We all approached our answer to the question in those exact ways. My brother’s discussions were centered around confirmation about the doctors’ medical evaluations. My discussion was centered around what makes the most sense considering all the options, and my sister just wanted to cry, do whatever we had to do for our Mother to live, and hope for miracles. We asked the doctors more questions.
Feelings of Guilt
We asked each other – is this like we are playing God? Are we killing our Mother? Are we assisting in her suicide since we knew that she did not want life support? What if the doctors are wrong? What if there is a miracle? Do we all have to agree on the same answer? What happens if we don’t all agree? What would Mother want – and even so, can we actually do this? Is this breaking one of the Ten Commandments?
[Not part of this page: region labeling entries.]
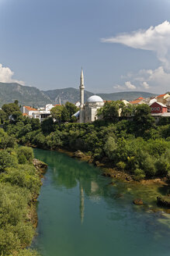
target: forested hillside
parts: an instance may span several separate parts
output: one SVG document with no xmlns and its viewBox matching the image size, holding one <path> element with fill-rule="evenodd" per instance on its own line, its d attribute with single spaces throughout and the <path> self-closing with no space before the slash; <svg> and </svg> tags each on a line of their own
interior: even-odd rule
<svg viewBox="0 0 170 256">
<path fill-rule="evenodd" d="M 94 93 L 85 91 L 85 101 Z M 18 100 L 19 105 L 32 107 L 42 107 L 46 104 L 61 104 L 79 101 L 78 88 L 64 88 L 50 91 L 40 91 L 34 87 L 23 86 L 17 83 L 0 83 L 0 107 L 5 103 Z M 134 100 L 138 97 L 148 98 L 155 94 L 142 91 L 125 91 L 112 94 L 98 94 L 103 100 L 116 101 L 120 99 Z"/>
</svg>

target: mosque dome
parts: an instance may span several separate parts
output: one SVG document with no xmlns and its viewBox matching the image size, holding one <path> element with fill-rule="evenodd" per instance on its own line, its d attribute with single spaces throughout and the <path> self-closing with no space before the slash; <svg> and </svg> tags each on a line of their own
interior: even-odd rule
<svg viewBox="0 0 170 256">
<path fill-rule="evenodd" d="M 101 97 L 97 96 L 97 95 L 92 95 L 90 96 L 88 100 L 88 102 L 103 102 L 103 100 L 102 99 Z"/>
</svg>

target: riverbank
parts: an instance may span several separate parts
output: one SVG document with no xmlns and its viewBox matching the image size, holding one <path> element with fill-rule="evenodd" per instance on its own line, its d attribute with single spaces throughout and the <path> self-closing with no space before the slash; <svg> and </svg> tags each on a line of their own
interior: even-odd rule
<svg viewBox="0 0 170 256">
<path fill-rule="evenodd" d="M 162 177 L 162 178 L 154 178 L 154 179 L 147 179 L 147 180 L 136 180 L 135 176 L 130 175 L 130 173 L 125 171 L 120 171 L 115 168 L 110 168 L 111 163 L 108 162 L 107 159 L 105 158 L 104 161 L 100 162 L 99 161 L 94 161 L 94 159 L 83 152 L 80 151 L 68 151 L 63 149 L 59 149 L 59 152 L 64 153 L 71 158 L 75 158 L 79 159 L 83 162 L 86 162 L 89 164 L 92 164 L 99 168 L 100 168 L 102 171 L 102 175 L 105 176 L 110 177 L 113 180 L 117 180 L 121 182 L 124 182 L 129 183 L 132 187 L 143 187 L 144 190 L 152 190 L 154 194 L 154 201 L 157 202 L 158 208 L 150 207 L 148 208 L 146 208 L 147 211 L 150 210 L 151 212 L 159 212 L 163 211 L 165 213 L 170 214 L 170 185 L 169 185 L 169 177 Z M 110 183 L 110 186 L 114 186 L 114 183 Z M 157 190 L 164 190 L 165 194 L 160 195 L 160 194 L 157 194 Z M 148 194 L 149 197 L 149 194 Z M 152 194 L 153 198 L 153 194 Z M 138 201 L 140 203 L 138 203 Z M 141 198 L 134 198 L 134 203 L 137 205 L 143 205 L 143 199 Z M 146 206 L 146 205 L 145 205 Z"/>
<path fill-rule="evenodd" d="M 34 154 L 48 169 L 33 248 L 43 256 L 110 255 L 113 247 L 117 255 L 168 255 L 170 215 L 156 206 L 155 186 L 111 180 L 94 165 L 56 151 Z M 140 197 L 144 204 L 134 204 Z"/>
<path fill-rule="evenodd" d="M 43 162 L 33 158 L 33 165 L 37 170 L 38 176 L 40 177 L 40 180 L 43 177 L 43 175 L 46 172 L 46 169 L 47 168 L 47 165 L 44 163 Z M 42 185 L 42 182 L 41 182 Z M 36 204 L 37 204 L 37 198 L 38 198 L 39 194 L 36 194 L 34 195 L 34 197 L 32 198 L 30 208 L 29 208 L 29 221 L 33 224 L 34 229 L 36 229 L 38 225 L 38 216 L 37 216 L 37 212 L 36 212 Z"/>
</svg>

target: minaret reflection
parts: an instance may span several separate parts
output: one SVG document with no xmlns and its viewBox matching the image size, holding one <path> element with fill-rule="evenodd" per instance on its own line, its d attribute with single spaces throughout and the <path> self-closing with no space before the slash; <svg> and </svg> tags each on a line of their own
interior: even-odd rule
<svg viewBox="0 0 170 256">
<path fill-rule="evenodd" d="M 83 223 L 84 215 L 85 215 L 85 195 L 84 190 L 81 183 L 79 183 L 79 190 L 80 190 L 80 219 L 81 223 Z"/>
</svg>

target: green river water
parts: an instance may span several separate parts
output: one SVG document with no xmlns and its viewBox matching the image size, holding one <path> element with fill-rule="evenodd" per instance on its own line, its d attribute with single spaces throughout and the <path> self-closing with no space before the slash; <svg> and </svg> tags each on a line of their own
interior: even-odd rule
<svg viewBox="0 0 170 256">
<path fill-rule="evenodd" d="M 106 178 L 99 169 L 60 152 L 34 154 L 48 164 L 32 245 L 43 256 L 170 255 L 170 215 L 150 210 L 164 187 Z M 143 206 L 133 204 L 137 197 Z"/>
</svg>

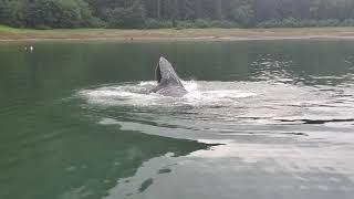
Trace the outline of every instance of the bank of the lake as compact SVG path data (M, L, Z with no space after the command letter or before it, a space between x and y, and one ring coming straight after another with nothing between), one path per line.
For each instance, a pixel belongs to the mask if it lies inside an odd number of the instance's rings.
M55 29L33 30L0 25L0 42L52 40L134 40L134 41L228 41L285 39L354 39L348 28L285 28L285 29Z

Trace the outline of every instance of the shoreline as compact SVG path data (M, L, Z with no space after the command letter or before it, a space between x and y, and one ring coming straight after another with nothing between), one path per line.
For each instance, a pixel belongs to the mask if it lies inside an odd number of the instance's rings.
M2 27L3 28L3 27ZM287 29L1 29L0 43L40 41L257 41L257 40L354 40L351 28Z

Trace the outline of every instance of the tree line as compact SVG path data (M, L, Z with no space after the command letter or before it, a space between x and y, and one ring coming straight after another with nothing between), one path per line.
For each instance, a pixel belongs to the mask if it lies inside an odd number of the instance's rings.
M0 0L0 23L37 29L354 25L354 0Z

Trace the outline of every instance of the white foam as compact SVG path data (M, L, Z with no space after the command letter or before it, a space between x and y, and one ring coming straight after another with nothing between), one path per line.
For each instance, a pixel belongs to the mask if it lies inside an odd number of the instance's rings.
M167 97L148 93L156 83L139 82L83 90L79 96L90 104L97 105L132 105L132 106L181 106L181 105L232 105L238 98L251 97L256 93L238 90L233 82L183 82L188 94L184 97ZM216 86L216 84L218 86Z

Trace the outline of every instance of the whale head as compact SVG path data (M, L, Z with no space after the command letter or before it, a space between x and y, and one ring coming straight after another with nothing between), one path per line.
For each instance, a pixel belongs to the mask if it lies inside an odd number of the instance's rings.
M158 85L150 92L166 96L183 96L187 93L173 65L163 56L157 63L155 78Z

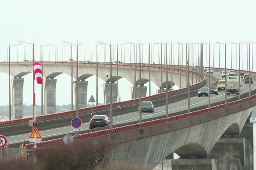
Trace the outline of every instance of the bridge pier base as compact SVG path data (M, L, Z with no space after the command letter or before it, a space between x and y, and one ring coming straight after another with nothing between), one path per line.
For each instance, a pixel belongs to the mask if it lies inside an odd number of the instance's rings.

We decided to sleep on it and see how she was doing in the morning.
Despite all our efforts to procrastinate, our Mother had not improved by the next day and the doctors needed an answer. Based on many medical, spiritual, and personal factors and hours of discussion, we decided to order comfort care only. We knew Mother no longer wanted to live in a life of pain and illness. We knew she wanted to cross over to the other side where she felt eternity was going to be a much better place. We prayed and asked God to go ahead and take Mother quickly and painlessly. It was the hardest thing I ever had to do in my life. I finally whispered in mother’s ear before she died, to please understand our decision and know that we hoped it was the best decision. I think she heard us. I think she knew.
The doctors told us it could take anywhere from a couple hours to a couple days for Mother to pass. Given the stubborn nature of our Mother, of course it took almost three days for her to take her last breath. In the meantime, our emotions turned from guilt and confusion to peace and comfort for each other. We never actually questioned whether we had done the right thing during these three days.
We each were probably thinking that though. Instead, we stayed huddled around our Mother’s bed and told stories about her life and talked about good memories. At one point, in an effort to cope, I even joked about her waiting so long to pass because the wrong husband probably came down to get her and she said, “no way am I going with you.” I joked that she was probably waiting for her third husband to come down and get her.
The Years After
It has been one year since my Mother’s passing and while I don’t deeply mourn, I will always ask myself, “did we make the right decision?” I don’t deeply mourn because I know my Mother was ready to pass. I do miss her – don’t get me wrong. I try to put out the flames in my burning heart by saying this is what she wanted – but did we not give our faith the right chance? Should we have prayed for miracles?
Will God judge us for this decision? Was it breaking one of the Ten Commandments? We will spend the rest of our days beating up ourselves over this – quietly and privately. We have never talked about this since the Decision Day. I just wish those doctors had never asked us, “Would you like to order comfort care only for your Mother?” My conscience will never be the same again.
I just realized that it is really crucial to choose the right doctor who knows how to deal with patients just like my mother. A doctor with o1 visa Clinician is really crucial as it shows how experienced he or she is as a professional.
Just so my daughter knows: if I am 88 and have little chance for a good quality of life, please do the same for me. I will understand and that is what I will want.